Question

Express the matrix \[A = \begin{bmatrix}3 & - 4 \\ 1 & - 1\end{bmatrix}\]  as the sum of a symmetric and a skew-symmetric matrix.

 

 

Answer 1

\[Given: A = \begin{bmatrix}3 & - 4 \\ 1 & - 1\end{bmatrix}\] 

\[ A^T = \begin{bmatrix}3 & 1 \\ - 4 & - 1\end{bmatrix}\] 
\[Let X = \frac{1}{2}\left( A + A^T \right) = \frac{1}{2}\left( \begin{bmatrix}3 & - 4 \\ 1 & - 1\end{bmatrix} + \begin{bmatrix}3 & 1 \\ - 4 & - 1\end{bmatrix} \right) = \begin{bmatrix}3 & \frac{- 3}{2} \\ \frac{- 3}{2} & - 1\end{bmatrix}\] 
\[ X^T = \begin{bmatrix}3 & \frac{- 3}{2} \\ \frac{- 3}{2} & - 1\end{bmatrix}^T = \begin{bmatrix}3 & \frac{- 3}{2} \\ \frac{- 3}{2} & - 1\end{bmatrix} = X\] 

\[Let Y = \frac{1}{2}\left( A - A^T \right) = \frac{1}{2}\left( \begin{bmatrix}3 & - 4 \\ 1 & - 1\end{bmatrix} - \begin{bmatrix}3 & 1 \\ - 4 & - 1\end{bmatrix} \right) = \begin{bmatrix}0 & \frac{- 5}{2} \\ \frac{5}{2} & 0\end{bmatrix}\] 
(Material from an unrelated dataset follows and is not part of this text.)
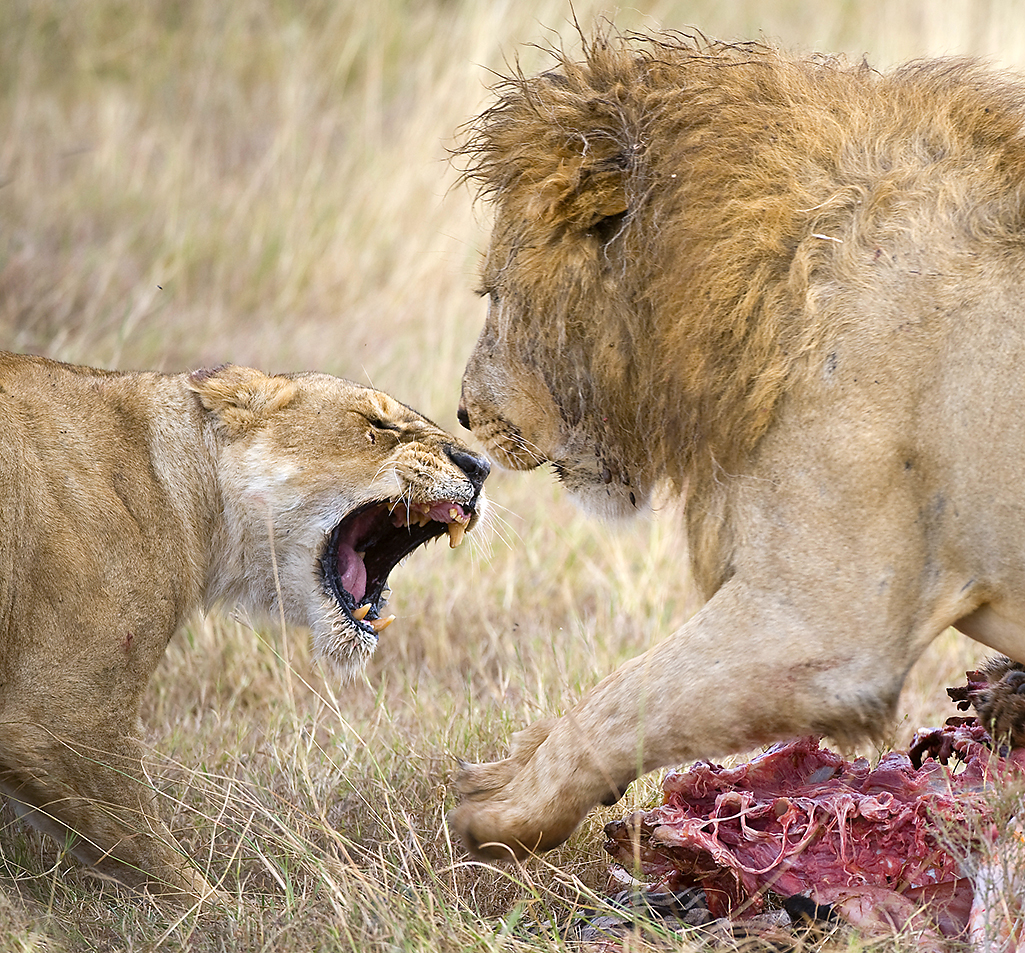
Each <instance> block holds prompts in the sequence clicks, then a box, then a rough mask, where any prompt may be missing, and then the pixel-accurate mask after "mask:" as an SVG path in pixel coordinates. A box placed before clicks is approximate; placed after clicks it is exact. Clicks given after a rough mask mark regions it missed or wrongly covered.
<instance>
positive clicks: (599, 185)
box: [529, 158, 629, 229]
mask: <svg viewBox="0 0 1025 953" xmlns="http://www.w3.org/2000/svg"><path fill="white" fill-rule="evenodd" d="M625 179H626V176H625V173H624V171H623V169H622V168H620V167H618V163H617V162H616V161H615V160H612V161H609V160H606V161H604V162H587V161H585V160H584V159H582V158H575V159H573V160H570V161H564V162H563V163H562V164H561V166H560V168H559V169H558V171H556V172H555V173H553V174H551V175H549V176H548V178H547V179H546V180H545V181H544V182H542V183H541V185H540V188H538V189H537V191H536V192H535V193H534V196H533V202H532V206H533V207H532V208H531V209H530V210H529V212H530V214H531V216H532V217H535V218H544V217H549V216H550V217H551V218H553V219H557V220H562V221H565V222H573V223H574V224H576V225H578V226H579V227H582V229H590V227H592V226H593V225H596V224H597V223H598V222H600V221H601V220H602V219H603V218H609V217H611V216H613V215H619V214H621V213H622V212H625V211H626V210H627V209H628V208H629V204H628V203H627V201H626V180H625Z"/></svg>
\[ Y^T = \begin{bmatrix}0 & \frac{- 5}{2} \\ \frac{5}{2} & 0\end{bmatrix}^T = \begin{bmatrix}0 & \frac{5}{2} \\ \frac{- 5}{2} & 0\end{bmatrix} = - \begin{bmatrix}0 & \frac{- 5}{2} \\ \frac{5}{2} & 0\end{bmatrix} = Y\] 

`"therefore X is a symmetric matrix and Y is a skew - symmetric matrix ."`

\[X + Y = \begin{bmatrix}3 & \frac{- 3}{2} \\ \frac{- 3}{2} & - 1\end{bmatrix} + \begin{bmatrix}0 & \frac{- 5}{2} \\ \frac{5}{2} & 0\end{bmatrix} = \begin{bmatrix}3 & - 4 \\ 1 & - 1\end{bmatrix} = A\]